逆指値注文のメリットは、大きくリスクヘッジができることと、相場のチャンスを活かすことができることの2つがあります。

逆指値はリスクヘッジできる

逆指値注文はストップロス注文とも呼ばれる通り、損失を最小限に抑える=リスクヘッジすることができます。人間は、「損失回避性」を持っており、たとえば、100万円の利益と100万円の損失では100万円の損失の方が大きく感じてしまいます。

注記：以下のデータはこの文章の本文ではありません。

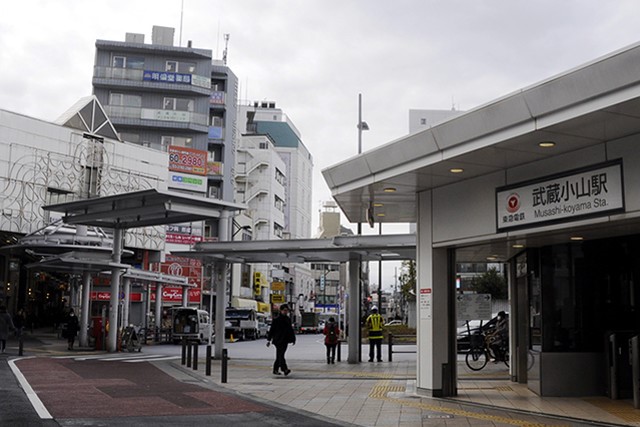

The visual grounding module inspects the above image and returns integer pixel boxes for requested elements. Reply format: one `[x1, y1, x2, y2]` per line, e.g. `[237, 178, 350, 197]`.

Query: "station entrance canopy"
[172, 234, 416, 264]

そのため、たとえば10万円の利益が出たらすぐに利益確定をしてしまう人でも、10万円の損失を確定することができず、また戻るはず・・・と思い20万円、30万円と損失が膨らんでいってしまうということがあるのです。
逆指値注文を利用することによりこうしたリスクを回避することができます。

なお、損切りが早すぎて損してしまうこともありますが、自分の中で明確なルール(〇%株価が下がったら損切りする)を定めたら、その後の株価については気にしないようにすると良いでしょう。

相場のチャンスを活かすことができる

逆指値注文を活用することにより、相場のチャンスを活かすことができます。株価を始めとして、相場には高値など、一定の上値を超えたら上昇したり、時には急騰したりするという特徴を持っています。こうしたシグナルを、テクニカル分析を活用して分析しておき、その上値で買いの逆指値注文を出しておくことによりうまく相場にのることができます。

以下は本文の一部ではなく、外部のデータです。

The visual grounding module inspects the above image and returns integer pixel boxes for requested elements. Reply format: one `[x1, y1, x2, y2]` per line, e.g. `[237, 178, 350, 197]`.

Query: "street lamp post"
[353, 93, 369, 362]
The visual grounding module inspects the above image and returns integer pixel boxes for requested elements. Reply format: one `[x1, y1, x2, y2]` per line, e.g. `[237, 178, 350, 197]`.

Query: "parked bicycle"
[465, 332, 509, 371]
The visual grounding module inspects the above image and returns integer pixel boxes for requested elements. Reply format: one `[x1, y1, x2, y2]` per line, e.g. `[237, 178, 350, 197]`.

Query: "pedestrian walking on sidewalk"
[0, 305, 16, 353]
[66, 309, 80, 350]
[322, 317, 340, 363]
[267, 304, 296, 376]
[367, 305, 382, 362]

仮に読みが外れたとしても同時に売りの逆指値も出しておくことでリスクヘッジすることもできます。

逆指値注文のデメリット

逆指値注文のデメリットは、指値注文のため相場の動き次第ではなかなか注文を出すことができない可能性があることや、一度下落した株価を早く損切りしすぎてしまうことにより再度の上昇の可能性を捨ててしまうということがあります。

とはいえ、損切りに関していえば、人間の損失回避性という特性もあるため、特に初心者の内は慎重すぎるくらいが良いでしょう。

OCO注文

OCO(One Cancels the Order)注文とは、指値注文と逆指値注文の2つを同時に注文する発注方法のことです。一度の注文で、株価が急落した時の損切りや保有株の値上がり時の利益確保の両方に対応できます。

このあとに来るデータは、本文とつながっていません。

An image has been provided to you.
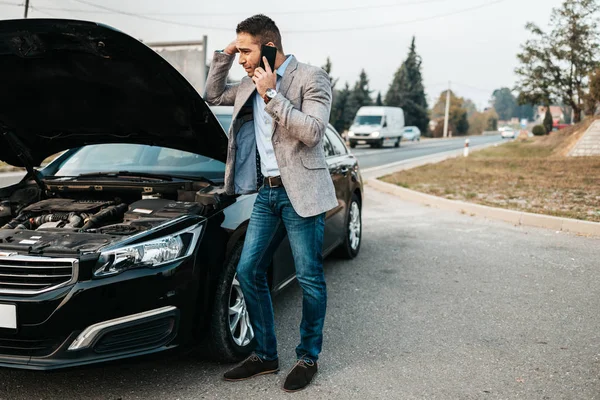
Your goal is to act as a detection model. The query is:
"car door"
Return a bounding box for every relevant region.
[323,126,351,254]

OCO注文が成立した場合、指値注文と逆指値注文いずれかの注文はキャンセルされます。具体的には、指値注文が約定すると逆指値注文がキャンセルされ、逆に逆指値注文で設定した価格に到達すると、発注済みの注文が逆指値で選択した注文に変更されます。

IFD(イフダン)注文

IFD(イフダン)注文とは、買付注文と売却注文予約を同時に発注できる注文方法のことです(信用取引の場合は、新規建て注文と返済注文です)。

OCO注文との違いは、ひとつの注文が成立したときの一方の注文の動きです。OCO注文では一方の注文はキャンセルされますが、IFD注文では一方の注文は同時に発注されます。

逆指値注文を有効活用

株式投資やFXにおいて、相場が急落してしまい大きな損失を出してしまった…という話を良く聞くのではないでしょうか。人間心理として損失を確定することは難しいものです。下がった株価が戻る…と期待してずるずると下がり続け、塩漬けにすることを防ぐために、逆指値注文を活用すると良いでしょう。